After the flies are collected using bait traps, their microbiomes would then be sequenced, giving a picture of what diseases are spreading, thereby acting as an early warning system, the researchers said.

This could be particularly useful in agriculture, added Prof Schuster.

"Through regular monitoring, if we knew that a particular pathogen is affecting the crops and is becoming an outbreak, then farmers could organise a targeted treatment that eradicates only that pathogen, leaving the other parts of the ecosystem intact."

He and his team sequenced the genetic material of 116 houseflies and blowflies from Brazil, the United States and Singapore, along with all the micro-organisms they were carrying. Their findings were published in scientific journal Scientific Reports on Friday (Nov 24).

The flies were lured with a piece of rotting fish.

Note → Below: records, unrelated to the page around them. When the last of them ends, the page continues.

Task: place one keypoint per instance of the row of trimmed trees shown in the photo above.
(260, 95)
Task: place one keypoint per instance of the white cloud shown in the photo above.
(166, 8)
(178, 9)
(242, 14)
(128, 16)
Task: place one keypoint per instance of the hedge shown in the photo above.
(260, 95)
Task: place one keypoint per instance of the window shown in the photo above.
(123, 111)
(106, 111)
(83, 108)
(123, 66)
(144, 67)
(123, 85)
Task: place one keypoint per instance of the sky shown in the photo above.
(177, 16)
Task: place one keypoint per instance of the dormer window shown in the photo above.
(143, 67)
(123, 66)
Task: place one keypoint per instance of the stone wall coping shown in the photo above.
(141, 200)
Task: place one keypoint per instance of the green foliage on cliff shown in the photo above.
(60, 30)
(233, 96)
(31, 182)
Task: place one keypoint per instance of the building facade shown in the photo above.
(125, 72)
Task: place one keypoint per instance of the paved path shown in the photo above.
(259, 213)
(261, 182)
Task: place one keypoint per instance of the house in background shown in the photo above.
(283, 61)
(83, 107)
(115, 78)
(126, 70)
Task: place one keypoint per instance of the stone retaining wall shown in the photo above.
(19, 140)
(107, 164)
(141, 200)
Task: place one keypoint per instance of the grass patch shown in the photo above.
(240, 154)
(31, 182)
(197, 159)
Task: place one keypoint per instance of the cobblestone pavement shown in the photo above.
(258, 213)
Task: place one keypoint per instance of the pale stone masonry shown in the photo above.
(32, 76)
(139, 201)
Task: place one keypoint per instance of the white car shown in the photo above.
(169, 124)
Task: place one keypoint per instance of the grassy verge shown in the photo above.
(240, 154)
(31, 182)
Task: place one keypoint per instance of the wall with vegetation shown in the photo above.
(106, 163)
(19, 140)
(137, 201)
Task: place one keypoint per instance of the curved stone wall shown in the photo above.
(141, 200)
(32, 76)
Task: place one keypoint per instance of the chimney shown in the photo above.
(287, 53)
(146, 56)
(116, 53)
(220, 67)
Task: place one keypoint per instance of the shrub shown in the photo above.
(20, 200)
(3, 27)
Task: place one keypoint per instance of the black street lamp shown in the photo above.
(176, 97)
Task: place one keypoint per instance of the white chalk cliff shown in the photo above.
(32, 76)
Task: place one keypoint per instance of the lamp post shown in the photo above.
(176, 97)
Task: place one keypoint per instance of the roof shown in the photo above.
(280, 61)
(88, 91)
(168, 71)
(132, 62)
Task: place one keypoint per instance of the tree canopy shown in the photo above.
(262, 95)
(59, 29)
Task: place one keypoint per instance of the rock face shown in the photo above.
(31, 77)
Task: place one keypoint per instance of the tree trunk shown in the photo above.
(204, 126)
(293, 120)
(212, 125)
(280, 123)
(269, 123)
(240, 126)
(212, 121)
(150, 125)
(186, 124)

Then a piece of dry ice was held close to them, causing them to freeze, falling untouched and uncontaminated into a container. Once in a sterile environment, each fly was defrosted and its various body parts separated, crushed and put into a gene sequencing machine. The resulting data was then sorted out by a supercomputer.

Dr Ana Carolina Martins Junqueira, first author of the paper and an entomologist (insect expert) at NTU, said flies are an important part of nature's ecosystem as they are also pollinators like bees.

"Carrion flies have microscopic hairs on every part of the body, excluding the eye, and these bristles make them the perfect carrier for pollen and also bacteria. It is an evolutionarily optimised vehicle for the dispersal of micro-organisms in the environment," added Dr Junqueira, who is also a faculty member at the Federal University of Rio de Janeiro.